The Tower IRC notification takes the form of an IRC bot that will connect, deliver its messages to channel(s) or individual user(s), and then disconnect. The Tower notification bot also supports SSL authentication. The Tower bot does not currently support Nickserv identification. If a channel or user does not exist or is not on-line then the Notification will not fail; the failure scenario is reserved specifically for connectivity.

Connectivity information is straightforward:

  • IRC Server Password: IRC servers can require a password to connect. If the server does not require one, leave blank
  • IRC Server Port: The IRC server Port
  • IRC Server Address: The host name or address of the IRC server
  • IRC Nick: The bot’s nickname once it connects to the server
  • Destination Channels or Users: A list of users and/or channels to which to send the notification.
  • SSL Connection: Should the bot use SSL when connecting
_images/notification-template-irc.png

16.5. Configuring the towerhost hostname

In /etc/tower/settings.py, you can modify TOWER_URL_BASE='https://tower.example.com' to change the notification hostname, replacing https://tower.example.com with your preferred hostname. You must restart Tower services after saving your changes with ansible-tower-service restart.

Refreshing your Tower license also changes the notification hostname. New installations of Ansible Tower 3.0 should not have to set the hostname for notifications.

16.5.1. Resetting the TOWER_URL_BASE

The primary way that Tower determines how the base URL (TOWER_URL_BASE) is defined is by looking at an incoming request and setting the server address based on that incoming request.

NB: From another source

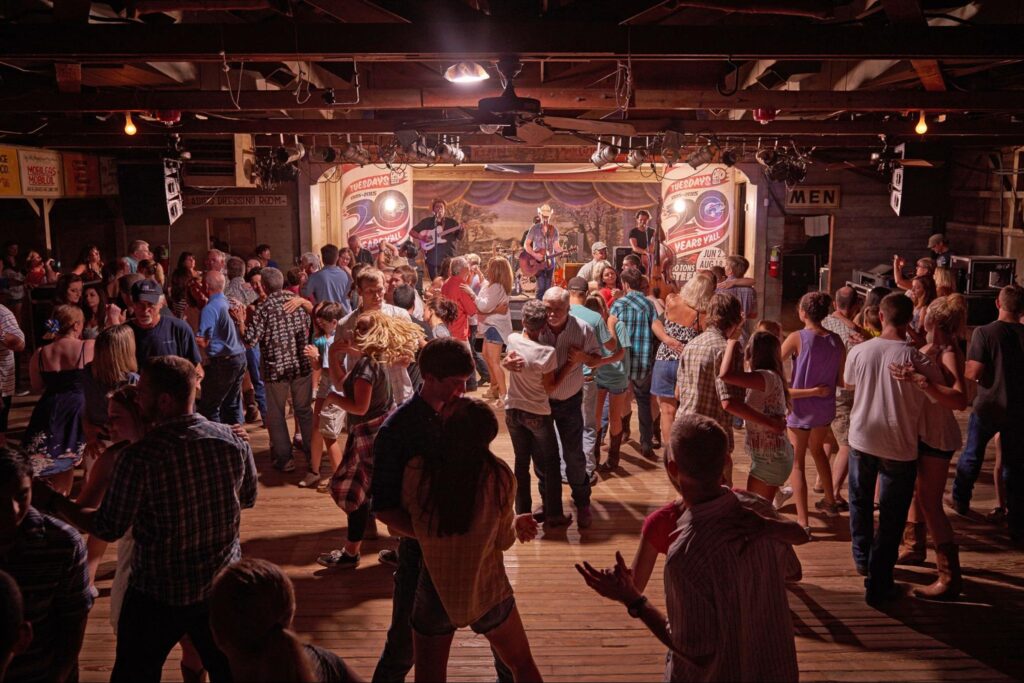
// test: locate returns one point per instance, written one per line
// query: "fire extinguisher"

Tower takes settings values from the database first. If no settings values are found, Tower falls back to using the values from the settings files. If a user posts a license by navigating to the Tower host’s IP adddress, the posted license is written to the settings entry in the database.

To change the TOWER_URL_BASE if the wrong address has been picked up, navigate to the license from the Tower Settings (settings) Menu’s ‘VIEW YOUR LICENSE’ link using the DNS entry you wish to appear in notifications, and re-add your license.